L’arrière-scène [Back of House]

Artiste : Max Keene
Dates : 25 mars au 13 mai 2023
Vernissage : 25 mars, 16h – 19h (en présence de l’artiste)
Lieu : Pangée, 1305 ave des Pins O., Montréal

  • Je suis en train de lire un livre de Philip Guston. J’aime lorsque les artistes que j’admire entretiennent pour d’autres artistes une fascination qui frise l’inquiétude. L’obsession de Guston, c’est Rembrandt. Particulièrement dans sa période tardive : au moment où le peintre néerlandais semble considérer les contours comme des éléments facultatifs, allant parfois jusqu’à faire fi de ces frontières qui distinguent le sujet de l’espace. Cette approche pousse Guston à dire que les portraits de Rembrandt ne sont « pas des peintures, mais de vraies personnes », en ce qu’ils détiennent la rare capacité de contourner ce que lui-même nomme « le plan de l’art ». Le célèbre peintre la court-circuiterait avec subtilité et grâce. À mes yeux, le travail de Max Keene accomplit une prouesse similaire, même s’il ne donne vie à aucune entité physique ou personne. C’est plutôt le comportement abstrait et brumeux de la mémoire qu’il déploie sous nos yeux.

    Les toiles de L’arrière-scène [Back of House] s’approprient avec adresse un langage figuratif : l’empreinte d’une chaussure, d’anciennes statues, des clés, des gourdes de cuir, un coureur, par exemple. L’artiste semble avoir pigé aléatoirement dans son réservoir mental d’images pour élaborer cet échantillonnage amusant : ici, un objet du quotidien, là, un instant de vie. Mais c’est le style de Keene qui transcende ce que Guston appelle « le plan de l’art », un style qui semble vouloir cerner la nature de l’inconscient, cet espace en expansion constante dans lequel les images affluent et s’entrechoquent. L’aérographe, l’outil privilégié de Keene, se révèle ici d’une aide précieuse. Il permet à l’artiste de produire des formes brumeuses aux couleurs pâles et feutrées. Grâce à leurs contours estompés, ces images semblent se fondre les unes dans les autres.

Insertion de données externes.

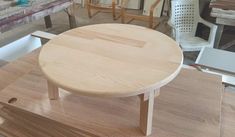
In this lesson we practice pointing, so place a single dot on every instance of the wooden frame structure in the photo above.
(150, 19)
(94, 4)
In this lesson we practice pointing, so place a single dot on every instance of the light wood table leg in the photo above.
(146, 112)
(53, 91)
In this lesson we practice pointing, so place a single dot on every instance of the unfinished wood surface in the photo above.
(188, 107)
(53, 90)
(107, 60)
(146, 112)
(43, 35)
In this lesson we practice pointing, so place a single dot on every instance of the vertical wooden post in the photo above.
(114, 9)
(218, 36)
(53, 91)
(48, 22)
(146, 112)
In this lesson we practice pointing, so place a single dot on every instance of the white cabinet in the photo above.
(147, 6)
(134, 4)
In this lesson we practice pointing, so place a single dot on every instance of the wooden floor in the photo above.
(189, 106)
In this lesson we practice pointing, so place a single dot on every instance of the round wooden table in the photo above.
(112, 60)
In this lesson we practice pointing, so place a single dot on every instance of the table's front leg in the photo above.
(146, 111)
(53, 91)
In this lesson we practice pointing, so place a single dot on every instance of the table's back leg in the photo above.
(53, 91)
(146, 112)
(48, 22)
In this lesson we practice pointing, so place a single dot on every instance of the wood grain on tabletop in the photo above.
(112, 60)
(189, 106)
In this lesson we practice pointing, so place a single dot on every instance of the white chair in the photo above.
(184, 20)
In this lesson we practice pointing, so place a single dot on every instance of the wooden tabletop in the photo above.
(111, 60)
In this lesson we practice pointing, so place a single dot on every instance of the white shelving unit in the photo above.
(147, 5)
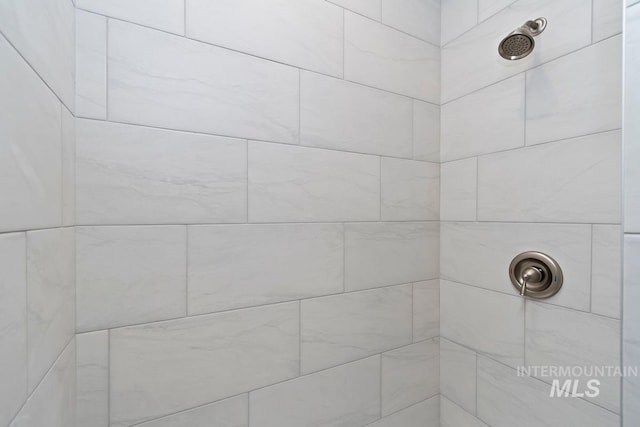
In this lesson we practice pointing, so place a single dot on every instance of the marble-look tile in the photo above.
(486, 121)
(410, 375)
(346, 396)
(137, 175)
(426, 131)
(160, 368)
(13, 324)
(242, 265)
(488, 322)
(91, 65)
(288, 183)
(458, 16)
(606, 269)
(570, 29)
(50, 297)
(458, 190)
(381, 254)
(43, 31)
(557, 336)
(232, 412)
(420, 18)
(382, 57)
(458, 374)
(607, 18)
(162, 80)
(480, 253)
(166, 15)
(53, 403)
(127, 275)
(342, 328)
(451, 415)
(426, 310)
(350, 117)
(92, 402)
(410, 190)
(580, 183)
(507, 400)
(29, 154)
(563, 104)
(426, 413)
(304, 33)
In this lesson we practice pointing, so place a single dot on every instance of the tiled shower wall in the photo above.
(257, 208)
(531, 161)
(37, 293)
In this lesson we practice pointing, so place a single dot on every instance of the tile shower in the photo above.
(289, 213)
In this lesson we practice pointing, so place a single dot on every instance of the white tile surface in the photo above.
(606, 268)
(43, 31)
(91, 65)
(166, 15)
(410, 190)
(127, 275)
(486, 121)
(351, 117)
(581, 182)
(458, 374)
(346, 396)
(505, 400)
(137, 175)
(244, 265)
(304, 33)
(342, 328)
(458, 190)
(29, 155)
(13, 324)
(426, 310)
(50, 297)
(488, 322)
(164, 367)
(92, 381)
(288, 183)
(382, 57)
(410, 375)
(557, 336)
(381, 254)
(426, 131)
(562, 103)
(162, 80)
(480, 253)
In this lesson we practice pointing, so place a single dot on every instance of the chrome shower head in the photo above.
(519, 43)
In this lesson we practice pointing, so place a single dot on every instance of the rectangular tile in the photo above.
(346, 396)
(289, 184)
(29, 155)
(382, 254)
(137, 175)
(162, 80)
(128, 275)
(486, 121)
(242, 265)
(563, 104)
(351, 117)
(410, 375)
(581, 182)
(379, 56)
(488, 322)
(480, 253)
(338, 329)
(304, 33)
(161, 368)
(410, 190)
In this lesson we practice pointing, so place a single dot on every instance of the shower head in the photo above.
(519, 43)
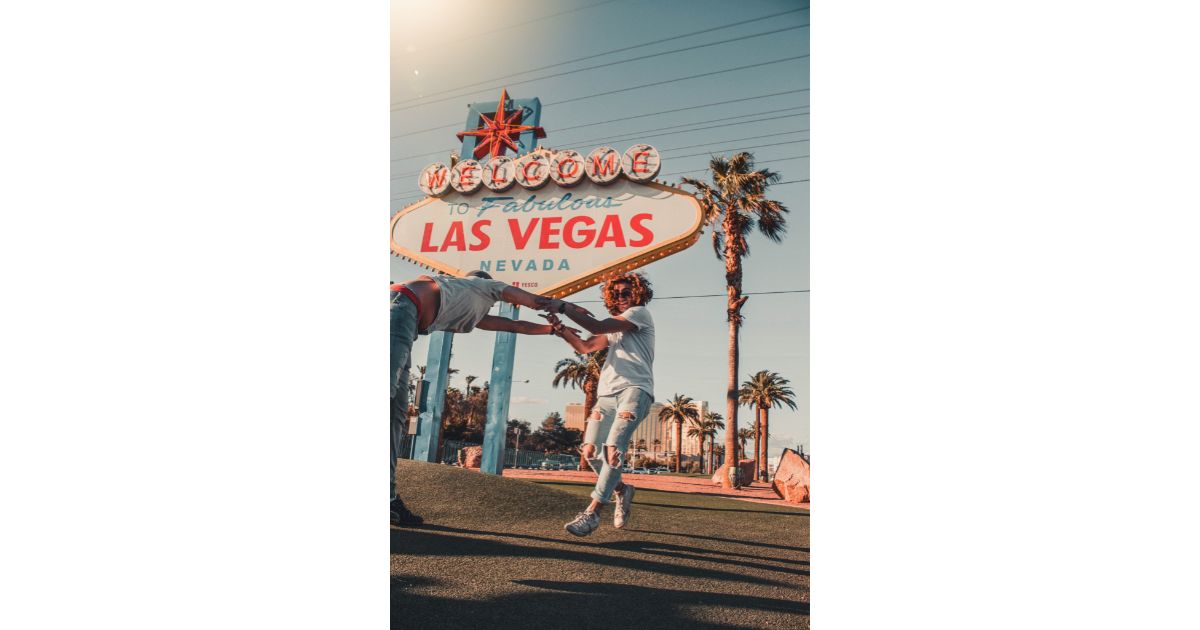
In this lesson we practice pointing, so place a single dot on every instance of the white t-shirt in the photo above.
(630, 361)
(465, 301)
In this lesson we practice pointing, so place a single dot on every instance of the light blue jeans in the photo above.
(403, 334)
(616, 418)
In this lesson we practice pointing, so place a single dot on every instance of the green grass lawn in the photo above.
(493, 555)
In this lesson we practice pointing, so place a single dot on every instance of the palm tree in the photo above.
(743, 436)
(678, 409)
(733, 205)
(765, 390)
(582, 372)
(713, 423)
(699, 431)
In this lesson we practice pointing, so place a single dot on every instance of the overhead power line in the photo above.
(648, 85)
(663, 131)
(484, 90)
(733, 139)
(676, 81)
(703, 126)
(706, 168)
(557, 130)
(738, 149)
(657, 41)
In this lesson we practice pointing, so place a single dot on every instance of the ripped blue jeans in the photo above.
(615, 418)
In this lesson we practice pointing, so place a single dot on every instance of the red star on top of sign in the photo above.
(498, 131)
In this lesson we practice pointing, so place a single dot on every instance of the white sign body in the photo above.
(550, 241)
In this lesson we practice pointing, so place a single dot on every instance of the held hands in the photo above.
(556, 324)
(553, 305)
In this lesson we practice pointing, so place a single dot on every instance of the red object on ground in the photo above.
(471, 456)
(756, 492)
(792, 478)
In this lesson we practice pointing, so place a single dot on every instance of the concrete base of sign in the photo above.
(792, 478)
(747, 467)
(471, 456)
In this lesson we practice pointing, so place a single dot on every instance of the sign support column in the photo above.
(429, 431)
(501, 389)
(504, 353)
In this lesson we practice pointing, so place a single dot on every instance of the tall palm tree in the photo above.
(678, 409)
(766, 389)
(582, 372)
(713, 423)
(699, 431)
(733, 205)
(743, 436)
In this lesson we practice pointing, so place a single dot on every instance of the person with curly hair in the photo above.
(625, 390)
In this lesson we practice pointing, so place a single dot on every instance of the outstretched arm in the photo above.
(571, 337)
(598, 327)
(503, 324)
(523, 298)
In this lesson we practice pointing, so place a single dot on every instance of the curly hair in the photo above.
(639, 285)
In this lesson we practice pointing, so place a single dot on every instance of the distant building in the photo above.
(649, 430)
(573, 417)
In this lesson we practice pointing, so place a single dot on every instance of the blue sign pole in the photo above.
(429, 431)
(498, 396)
(433, 391)
(504, 353)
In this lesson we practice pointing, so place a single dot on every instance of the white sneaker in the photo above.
(624, 505)
(583, 523)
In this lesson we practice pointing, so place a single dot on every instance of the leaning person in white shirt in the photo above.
(454, 305)
(625, 391)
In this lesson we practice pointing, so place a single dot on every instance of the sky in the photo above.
(448, 54)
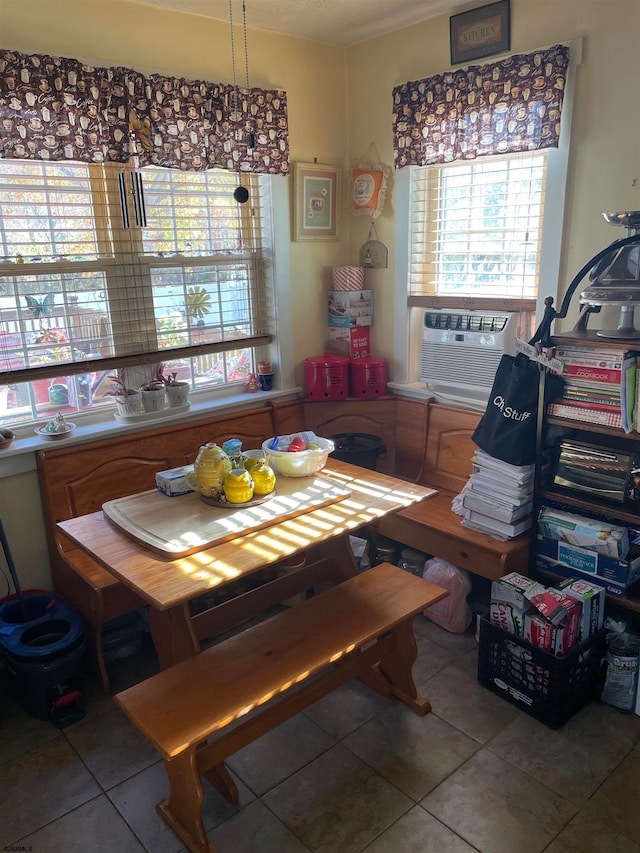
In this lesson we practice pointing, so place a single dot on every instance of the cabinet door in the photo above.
(372, 417)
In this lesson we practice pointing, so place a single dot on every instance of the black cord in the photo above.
(609, 250)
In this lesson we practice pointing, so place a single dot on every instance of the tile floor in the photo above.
(354, 772)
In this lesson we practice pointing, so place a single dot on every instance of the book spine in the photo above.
(596, 403)
(585, 414)
(595, 374)
(608, 359)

    Si les toiles de Keene sont figuratives, elles versent aussi dans l’abstraction, en ce que leurs motifs, comme des souvenirs, se superposent, ou alors se dissolvent dans leur environnement. Les œuvres d’art qui traitent de l’inconscient donnent parfois lieu à des scènes provocantes ou absurdes. Les œuvres de Keene font plutôt une offrande silencieuse : elles nous présentent l’étrange structure combinatoire de la mémoire et tentent humblement d’en amasser et d’en analyser les éléments constituants, tout en respectant la nature irréductible de l’inconscient. Il faut dire que Keene travaille avec subtilité et grâce, à l’image de Rembrandt.

    Mais revenons à Philip Guston. L’artiste croit aussi qu’en art, « la frustration est une bénédiction », alors que la « satisfaction ne mène à rien ». Bien sûr, le travail de Keene peut irriter les esprits cartésiens, avides de frontières et de limites bien définies. Mais contrairement aux œuvres qui, selon Guston, assouvissent « notre ennui grandissant », l’art à la fois insaisissable et omniprésent, vague et raisonné subsiste plus longtemps en nous, car il nous est impossible de le cerner parfaitement. Polyvalent, il est donc en perpétuel devenir. Keene m’a lui-même confié que « les éléments de confusion sont essentiels [dans son travail] ; c’est à cause d’eux qu’on parvient à ressentir quelque chose ». On pourrait dire la même chose de la mémoire. Ce qui résiste aux explications génère de l’affect, que ce soit chez cellui qui se remémore son passé ou chez cellui qui admire une œuvre d’art.

    Texte de Rosemary Georgia Flutur

    Traduit par Daphné B.

  • Max Keene est un artiste canadien. Son travail combine la peinture avec des matériaux photosensibles. Utilisant principalement l'aérographe, Keene mélange et obscurcit le langage visuel du quotidien. S'intéressant aux aperçus, aux rencontres fortuites et aux expériences décalées, son travail recherche une tension troublante entre le familier et le séduisant. La pratique de Keene examine notre culture visuelle contemporaine en s'intéressant à ce qui est affiché de ce qui est occulté. Son travail explore des caractéristiques visuelles oblitérées de notre quotidien et le simple plaisir de considérer ce qui n'est pas censé être considéré. Il a exposé a travers le Canada, tant en exposition de groupe qu'en solo.